The Bipartisan Policy Center noted that this strategy doesn't actually raise money, while making it more likely that taxpayers will end up providing emergency retirement support to desperate seniors.

GRADE: D-

Cuts to the Postal Service

A GOP plan floated in the last round of transportation bill negotiations would have generated $10 billion over 10 years by cutting delivery of mail on Saturdays. Since the Highway Trust Fund is expected to rack up a deficit of $167 billion over the next 17 years, that wouldn't exactly balance the books, without even wading into the question of whether transportation funding should be linked to levels of postal service delivery.

GRADE: D

Overseas Tax Holiday

This plan was floated by the oddball coalition of Nancy Pelosi and Rand Paul. The idea is that some of the $2 trillion in U.S. corporate profits hiding out overseas would return to the U.S. if the tax rate were lower than the current 35 percent. Paul's proposal would temporarily lower the rate to 5 percent for companies repatriating their profits.

The problem? Well, there are many, but you could start with the fact that it would only increase the incentive for corporations to stash profits overseas in the future, as they await the next "tax holiday."

And, of course, this idea is completely divorced from the transportation system itself. That hasn't stopped Shuster from saying it's his favorite strategy for the current reauthorization effort.

GRADE: D

Continue to Bail Out the Highway Trust Fund With General Fund Money

This "plan" seems to be one of the more politically feasible ones. After all, it's the one lawmakers have opted for the last five times the HTF ran out of money, and it closely resembles doing nothing. But it has some distinct disadvantages.

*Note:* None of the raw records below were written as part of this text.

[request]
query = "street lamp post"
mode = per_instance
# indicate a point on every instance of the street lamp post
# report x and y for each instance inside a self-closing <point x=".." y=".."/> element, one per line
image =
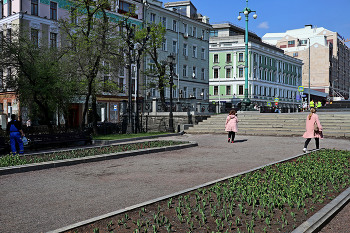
<point x="309" y="73"/>
<point x="140" y="49"/>
<point x="171" y="61"/>
<point x="246" y="12"/>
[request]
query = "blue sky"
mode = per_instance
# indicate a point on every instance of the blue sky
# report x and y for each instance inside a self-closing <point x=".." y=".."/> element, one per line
<point x="281" y="15"/>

More than $50 billion has been dumped into the HTF from general fund revenues since 2008. And according to yesterday's report from The Hill, lawmakers are preparing for the possibility of another bailout very soon.

That means Washington is ready to continue diverting money from other important public priorities like education and healthcare. The longer Congress drags its feet, the bigger the cost will be.

GRADE: C-

Obama's Overseas Business Tax

Obama's recent proposal for shoring up transportation funding sounds pretty similar to Pelosi and Paul's. But instead of relying on a one-time tax break, Obama would institute a one-time tax on overseas profits. Politically, it seems to be going nowhere, and like all of the proposals with lower grades, it has nothing to do with transportation and won't provide any long-term solution. But it would avoid some of the perverse incentives in other proposals, and it's not as silly as the postal service idea.

GRADE: C

Instituting a Mileage Fee

Assessing a fee based on miles driven eliminates some of the problems with the gas tax: Namely, increasing efficiency of vehicles is gradually eroding its usefulness.

While there are some mileage fee pilot programs in place, it doesn't seem ready for prime time yet. No one has quite figured out how to assess and collect a mileage charge.

GRADE: B+

Raising the Gas Tax

The obvious choice is the best choice. Take away the ridiculous politics, and raising the gas tax is simply the most common-sense way to fund transportation. With gas prices having just fallen so steeply, the effect at the pump would barely register with drivers. Lawmakers still can't muster the courage to touch it.

There was a proposal from Oregon Congressman Earl Blumenauer to raise the gas tax 15 cents per gallon over three years, but it went nowhere. While many states have raised their gas taxes and those lawmakers have been overwhelmingly reelected, no such fortitude exists at the federal level.

Grade: A

So what's actually going to happen? According to The Hill, lawmakers are most likely to pursue the Pelosi/Paul repatriation idea or another extension paid for with general funds. The Hill's Keith Lang reports the lawmakers are already discussing the possibility of an extension because, as Shuster said, tax reform proposals take a long time. The Highway Trust Fund is heading for another bailout by May 31.